Lastly, send/recv are very lightweight methods. One could argue that running them in separate threads is an overkill.

In line 327 here I introduce a test that breaks the current semantics.

Solution

Remove the thread pool. Keep track of async messages that we expected to receive per (sendRank, recvRank) and perform batch reads in blocking calls.

Rely on ZeroMQ's asyncrhonous API. In particular, on the poll call, that blocks until it has received at least one message (but does not actually call recv). I.e. it polls the underlying receive buffers.
After having thought through it, I think we don't need polling (which is used to multiplex input sockets) but just recv-ing enough times according to our protocol.

We assume that the MPI application expects to recv messages in the order it issues recv/irecvs. This is, if the application issues irecv, irecv, and recv, then the 3rd message entering our network buffer will correspond to the recv, and not to any of the irecv even in this case:

/* SENDER */
send(msg1);
send(msg2);
send(msg3);

/* RECEIVER */
int id1 = irecv();
int id2 = irecv();

// third message in buffer
msg_t msg3 = recv();

// second message in buffer
msg_t msg2 = await(id2)
// first message in buffer
msg_t msg1 = await(id1)

This is the case for OpenMPI tag-less (tested), note that we don't support tags.

Detail on the implementation

We introduce a thread local unacknowledged message buffer (UMB). There is one per rank-to-rank channel local to the host. Each host has localRanks * worldSize such channels.

It stores messages that have been received, but not claimed, or claimed but not received.

The struct prototype is:

struct UMB {
    // List of claims
    std::list<int> ids;
    // List of messages
    std::list<msg_t> msgs;

    // How many claims have no matching message
    int pendingIds() {
        return std::max<int>(0, ids.size() - msgs.size());
    }
};

There are three methods that modify UMB: recv -> msg, irecv -> id, await(id) -> msg. All are executed by the same thread so we need no locks.
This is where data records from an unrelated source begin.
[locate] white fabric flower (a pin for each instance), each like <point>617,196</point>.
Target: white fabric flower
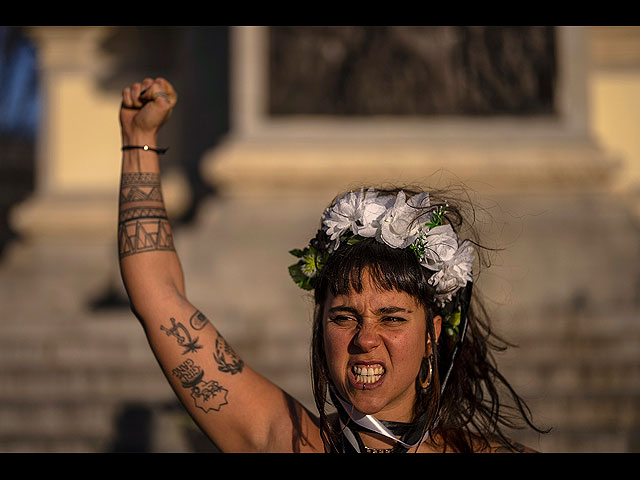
<point>400,225</point>
<point>451,262</point>
<point>359,212</point>
<point>440,245</point>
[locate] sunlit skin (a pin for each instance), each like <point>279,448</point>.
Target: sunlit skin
<point>376,328</point>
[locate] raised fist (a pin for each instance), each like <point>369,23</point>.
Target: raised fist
<point>145,107</point>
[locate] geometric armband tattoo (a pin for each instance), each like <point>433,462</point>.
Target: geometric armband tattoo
<point>143,224</point>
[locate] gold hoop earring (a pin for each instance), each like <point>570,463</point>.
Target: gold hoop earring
<point>425,383</point>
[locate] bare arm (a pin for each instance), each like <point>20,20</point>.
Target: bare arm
<point>236,407</point>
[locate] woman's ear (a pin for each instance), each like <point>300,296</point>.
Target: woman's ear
<point>437,328</point>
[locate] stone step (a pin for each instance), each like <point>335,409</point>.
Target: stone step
<point>91,384</point>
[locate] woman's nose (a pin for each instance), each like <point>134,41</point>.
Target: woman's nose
<point>366,338</point>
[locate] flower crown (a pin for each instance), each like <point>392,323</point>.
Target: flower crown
<point>397,222</point>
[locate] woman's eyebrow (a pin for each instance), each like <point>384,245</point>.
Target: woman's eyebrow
<point>380,311</point>
<point>389,310</point>
<point>343,308</point>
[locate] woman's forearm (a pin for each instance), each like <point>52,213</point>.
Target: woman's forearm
<point>148,261</point>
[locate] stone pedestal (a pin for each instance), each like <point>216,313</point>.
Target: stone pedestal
<point>77,151</point>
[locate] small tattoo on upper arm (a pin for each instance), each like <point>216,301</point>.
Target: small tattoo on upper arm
<point>206,395</point>
<point>228,361</point>
<point>198,321</point>
<point>183,336</point>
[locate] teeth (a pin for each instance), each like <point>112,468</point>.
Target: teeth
<point>368,374</point>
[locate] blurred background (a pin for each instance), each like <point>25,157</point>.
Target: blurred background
<point>538,124</point>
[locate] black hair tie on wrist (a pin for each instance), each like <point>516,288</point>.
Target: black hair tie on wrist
<point>159,151</point>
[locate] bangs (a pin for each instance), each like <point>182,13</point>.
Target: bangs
<point>389,269</point>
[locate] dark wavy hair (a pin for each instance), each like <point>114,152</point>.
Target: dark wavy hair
<point>471,412</point>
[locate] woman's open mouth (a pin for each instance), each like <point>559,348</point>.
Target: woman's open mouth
<point>367,374</point>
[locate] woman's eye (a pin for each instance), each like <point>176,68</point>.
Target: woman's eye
<point>394,319</point>
<point>341,319</point>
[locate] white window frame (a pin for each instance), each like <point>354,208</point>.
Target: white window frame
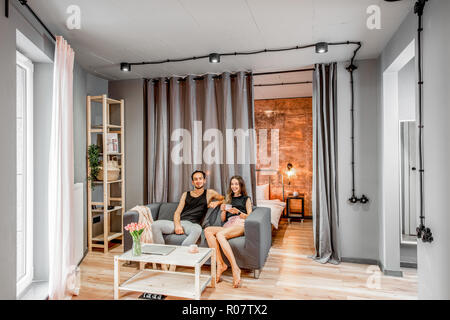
<point>28,172</point>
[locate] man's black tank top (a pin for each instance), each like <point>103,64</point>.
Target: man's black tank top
<point>239,203</point>
<point>194,208</point>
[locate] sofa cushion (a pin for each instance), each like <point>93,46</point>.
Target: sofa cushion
<point>167,210</point>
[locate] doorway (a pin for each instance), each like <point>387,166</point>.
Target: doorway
<point>399,172</point>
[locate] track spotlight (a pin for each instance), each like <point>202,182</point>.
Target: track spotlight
<point>214,58</point>
<point>125,66</point>
<point>364,199</point>
<point>353,199</point>
<point>322,47</point>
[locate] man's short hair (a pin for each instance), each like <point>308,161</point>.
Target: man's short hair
<point>198,171</point>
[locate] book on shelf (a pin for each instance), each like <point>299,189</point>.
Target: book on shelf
<point>112,143</point>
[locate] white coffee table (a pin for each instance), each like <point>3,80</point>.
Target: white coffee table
<point>178,284</point>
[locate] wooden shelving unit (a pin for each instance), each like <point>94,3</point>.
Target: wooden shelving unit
<point>102,240</point>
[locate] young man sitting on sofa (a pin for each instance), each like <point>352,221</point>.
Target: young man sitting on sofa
<point>191,210</point>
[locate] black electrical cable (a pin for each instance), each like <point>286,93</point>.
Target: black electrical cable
<point>242,53</point>
<point>351,69</point>
<point>7,8</point>
<point>423,232</point>
<point>25,4</point>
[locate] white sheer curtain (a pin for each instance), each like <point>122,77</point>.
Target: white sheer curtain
<point>62,270</point>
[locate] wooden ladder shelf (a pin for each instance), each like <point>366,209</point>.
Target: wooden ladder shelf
<point>108,106</point>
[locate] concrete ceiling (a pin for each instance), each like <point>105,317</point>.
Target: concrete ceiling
<point>113,31</point>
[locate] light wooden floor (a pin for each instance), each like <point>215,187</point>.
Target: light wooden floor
<point>287,274</point>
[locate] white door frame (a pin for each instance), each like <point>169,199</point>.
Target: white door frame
<point>391,228</point>
<point>28,170</point>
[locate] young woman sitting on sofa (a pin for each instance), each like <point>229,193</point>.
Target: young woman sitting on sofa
<point>234,211</point>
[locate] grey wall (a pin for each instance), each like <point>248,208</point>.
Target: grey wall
<point>407,92</point>
<point>434,258</point>
<point>132,92</point>
<point>358,223</point>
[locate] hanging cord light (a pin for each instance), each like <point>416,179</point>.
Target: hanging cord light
<point>320,47</point>
<point>351,69</point>
<point>423,232</point>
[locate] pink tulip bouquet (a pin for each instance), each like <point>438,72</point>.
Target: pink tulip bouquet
<point>136,230</point>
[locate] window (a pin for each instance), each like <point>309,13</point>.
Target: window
<point>24,137</point>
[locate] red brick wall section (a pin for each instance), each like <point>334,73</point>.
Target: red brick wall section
<point>293,118</point>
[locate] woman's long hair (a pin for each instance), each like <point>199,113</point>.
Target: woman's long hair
<point>230,192</point>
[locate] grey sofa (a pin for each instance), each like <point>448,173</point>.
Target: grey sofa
<point>250,250</point>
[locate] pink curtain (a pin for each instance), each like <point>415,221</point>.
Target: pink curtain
<point>62,269</point>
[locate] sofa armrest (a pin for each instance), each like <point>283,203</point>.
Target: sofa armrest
<point>133,216</point>
<point>258,236</point>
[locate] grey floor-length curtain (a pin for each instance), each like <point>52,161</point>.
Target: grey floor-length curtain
<point>194,114</point>
<point>325,177</point>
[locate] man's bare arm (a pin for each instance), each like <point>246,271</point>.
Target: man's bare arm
<point>177,214</point>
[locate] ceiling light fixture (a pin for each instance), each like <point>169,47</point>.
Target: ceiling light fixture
<point>125,66</point>
<point>214,58</point>
<point>322,47</point>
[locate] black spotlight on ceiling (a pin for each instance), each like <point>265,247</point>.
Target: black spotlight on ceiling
<point>364,199</point>
<point>321,47</point>
<point>353,199</point>
<point>125,66</point>
<point>214,58</point>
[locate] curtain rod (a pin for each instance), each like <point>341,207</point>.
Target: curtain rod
<point>25,4</point>
<point>281,84</point>
<point>183,78</point>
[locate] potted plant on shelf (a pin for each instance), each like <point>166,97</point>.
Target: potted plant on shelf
<point>136,230</point>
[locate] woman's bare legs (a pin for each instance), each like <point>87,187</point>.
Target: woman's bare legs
<point>210,235</point>
<point>222,237</point>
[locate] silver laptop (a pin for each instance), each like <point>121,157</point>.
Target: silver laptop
<point>158,250</point>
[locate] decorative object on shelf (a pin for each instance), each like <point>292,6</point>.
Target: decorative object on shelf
<point>136,230</point>
<point>113,170</point>
<point>112,142</point>
<point>94,162</point>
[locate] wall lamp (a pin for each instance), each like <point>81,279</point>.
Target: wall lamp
<point>322,47</point>
<point>214,58</point>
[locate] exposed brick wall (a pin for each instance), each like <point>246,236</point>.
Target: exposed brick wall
<point>293,118</point>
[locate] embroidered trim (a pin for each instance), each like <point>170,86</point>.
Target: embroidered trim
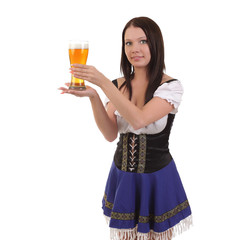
<point>142,153</point>
<point>133,234</point>
<point>146,219</point>
<point>107,204</point>
<point>132,152</point>
<point>125,153</point>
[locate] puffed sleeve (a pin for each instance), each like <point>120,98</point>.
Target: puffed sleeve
<point>106,101</point>
<point>172,92</point>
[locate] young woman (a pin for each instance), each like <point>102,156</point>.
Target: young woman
<point>144,197</point>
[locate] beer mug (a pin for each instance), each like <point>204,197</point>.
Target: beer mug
<point>78,53</point>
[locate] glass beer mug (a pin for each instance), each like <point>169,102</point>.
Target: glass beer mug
<point>78,53</point>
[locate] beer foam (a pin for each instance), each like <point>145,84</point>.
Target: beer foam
<point>78,45</point>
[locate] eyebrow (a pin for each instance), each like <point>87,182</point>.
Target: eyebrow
<point>137,38</point>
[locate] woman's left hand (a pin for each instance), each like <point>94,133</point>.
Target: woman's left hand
<point>88,73</point>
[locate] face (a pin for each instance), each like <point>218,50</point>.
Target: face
<point>136,47</point>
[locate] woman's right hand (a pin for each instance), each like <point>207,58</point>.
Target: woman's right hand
<point>89,92</point>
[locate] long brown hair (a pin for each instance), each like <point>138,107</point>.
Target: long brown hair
<point>156,65</point>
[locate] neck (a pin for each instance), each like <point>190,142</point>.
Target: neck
<point>140,74</point>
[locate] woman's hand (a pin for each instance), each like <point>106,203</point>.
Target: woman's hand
<point>88,73</point>
<point>89,92</point>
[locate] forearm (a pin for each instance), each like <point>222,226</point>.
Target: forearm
<point>131,113</point>
<point>107,126</point>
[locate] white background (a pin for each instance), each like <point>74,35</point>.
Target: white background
<point>53,160</point>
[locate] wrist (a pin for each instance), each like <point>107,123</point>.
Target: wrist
<point>94,95</point>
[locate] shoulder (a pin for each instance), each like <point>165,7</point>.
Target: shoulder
<point>120,81</point>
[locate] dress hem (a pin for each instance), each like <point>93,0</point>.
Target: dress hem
<point>133,234</point>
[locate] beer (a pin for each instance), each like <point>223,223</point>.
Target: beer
<point>78,53</point>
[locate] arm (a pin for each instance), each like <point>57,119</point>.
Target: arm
<point>138,118</point>
<point>155,109</point>
<point>105,119</point>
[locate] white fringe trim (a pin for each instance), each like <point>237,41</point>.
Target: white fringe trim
<point>133,234</point>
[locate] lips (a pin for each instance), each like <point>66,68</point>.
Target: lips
<point>136,58</point>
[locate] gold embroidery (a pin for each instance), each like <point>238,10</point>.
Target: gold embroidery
<point>107,204</point>
<point>125,150</point>
<point>146,219</point>
<point>142,153</point>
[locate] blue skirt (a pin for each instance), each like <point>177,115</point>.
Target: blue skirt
<point>146,204</point>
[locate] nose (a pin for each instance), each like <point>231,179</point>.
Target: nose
<point>135,48</point>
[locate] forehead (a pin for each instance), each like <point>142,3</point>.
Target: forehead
<point>134,33</point>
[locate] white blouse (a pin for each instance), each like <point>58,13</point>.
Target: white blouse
<point>172,92</point>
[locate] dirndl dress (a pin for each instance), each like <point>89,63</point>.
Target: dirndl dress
<point>144,198</point>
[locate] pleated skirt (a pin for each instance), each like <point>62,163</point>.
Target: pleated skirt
<point>146,206</point>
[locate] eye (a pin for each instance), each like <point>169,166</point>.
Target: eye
<point>143,41</point>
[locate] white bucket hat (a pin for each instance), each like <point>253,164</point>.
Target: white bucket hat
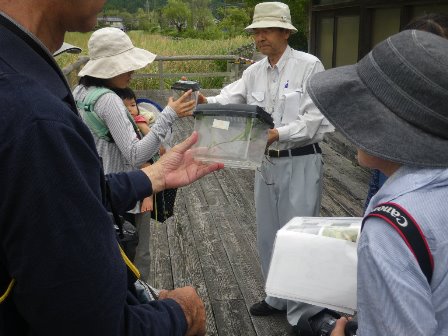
<point>271,15</point>
<point>112,53</point>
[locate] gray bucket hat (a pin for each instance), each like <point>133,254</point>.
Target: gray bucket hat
<point>393,103</point>
<point>271,15</point>
<point>112,53</point>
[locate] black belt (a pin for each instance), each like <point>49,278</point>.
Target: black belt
<point>305,150</point>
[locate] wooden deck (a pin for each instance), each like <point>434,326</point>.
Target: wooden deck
<point>210,243</point>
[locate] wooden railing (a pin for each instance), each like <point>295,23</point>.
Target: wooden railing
<point>232,73</point>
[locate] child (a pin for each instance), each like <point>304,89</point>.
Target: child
<point>141,118</point>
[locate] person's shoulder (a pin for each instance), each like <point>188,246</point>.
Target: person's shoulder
<point>302,56</point>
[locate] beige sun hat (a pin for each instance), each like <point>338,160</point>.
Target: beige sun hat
<point>271,15</point>
<point>112,53</point>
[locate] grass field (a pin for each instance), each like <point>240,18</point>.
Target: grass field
<point>166,46</point>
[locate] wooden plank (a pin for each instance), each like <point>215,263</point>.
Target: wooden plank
<point>232,319</point>
<point>246,267</point>
<point>186,266</point>
<point>160,272</point>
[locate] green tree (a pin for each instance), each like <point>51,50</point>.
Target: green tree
<point>201,15</point>
<point>177,13</point>
<point>234,20</point>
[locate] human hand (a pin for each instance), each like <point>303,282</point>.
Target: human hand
<point>339,327</point>
<point>177,168</point>
<point>272,136</point>
<point>202,99</point>
<point>147,204</point>
<point>184,105</point>
<point>192,306</point>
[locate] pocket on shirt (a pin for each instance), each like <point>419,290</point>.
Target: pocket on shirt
<point>289,105</point>
<point>256,98</point>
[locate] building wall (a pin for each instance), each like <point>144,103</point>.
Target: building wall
<point>343,31</point>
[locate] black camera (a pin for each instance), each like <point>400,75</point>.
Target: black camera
<point>317,321</point>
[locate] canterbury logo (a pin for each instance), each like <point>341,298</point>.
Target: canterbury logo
<point>394,213</point>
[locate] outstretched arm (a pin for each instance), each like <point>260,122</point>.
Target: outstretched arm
<point>178,168</point>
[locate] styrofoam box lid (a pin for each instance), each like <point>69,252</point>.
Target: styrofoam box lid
<point>185,86</point>
<point>234,110</point>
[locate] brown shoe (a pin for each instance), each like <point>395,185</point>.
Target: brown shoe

I include the pseudo-code for each:

irecv: receive a message asynchronously.

int irecv()
{
    int id = generateId();
    UMB.ids.push_back(id);
}

recv: recv a message synchronously (block until we receive it)

msg_t recv()
{
    return recvBatchReturnLast(pendingIds() + 1);
}

await(id): wait until irecv with id has finished (i.e. msg has arrived)

msg_t await(id)
{
    // Await comes after irecv
    auto index = UMB.ids.find(id);
    assert(index != UMB.ids.end());

    // We assume that awaits can happen in a different order than `irecv`s,
    // that's why we can't use queues in the UMB in the first place, as here
    // we may want to pop an element in the middle of the list
    assert(UMB.msgs.size > index);
    auto it = std::advance(UMB.msgs.begin(), index);
    if (*it != nullptr) {
        msg_t toReturn = *it;
        // Remove ids and message from lists
        UMB.msgs.erase(it);
        UMB.ids.erase(index);
        return toReturn;
    } else {
        // Receive enough messages to get to our index
        return recvBatchReturnLast(index);
    }
}

Lastly, here's the auxiliary method to poll until a certain number of messages have arrived our inbound network sockets (ZeroMQ's):

msg_t recvBatchReturnLast(int numMsgToRecv)
{
    // First we receive all messages for which there is an id but no msg
    // i.e. `irecv`'s that happened before our `recv/await`.
    for (int i = 0; i < numMsgToRecv - 1; i++) {
        if (UMB.isLocal) {
            msg_t msg = localQueue.dequeue();
        } else {
            msg_t msg = socket.recv();
        }
        UMB.msg.push_back(msg);
    }

    // This is the message we are interested in returning
    msg_t toReturn = socket.recv;
    // Note that there may be other messages ready to be acknowledged in the
    // underlying buffer, but adding them to the UMB may add messages that 
    // correspond to standard `recv` and not `irecv`.

    return msg;
}

Possible pitfalls

Is this slowing our fast path down?
Can a slow recv be stuck behind a irecv that never appears?
- No. According to our assumptions, all irecv sends need to be done before the recv send, if recv happens after those irecv.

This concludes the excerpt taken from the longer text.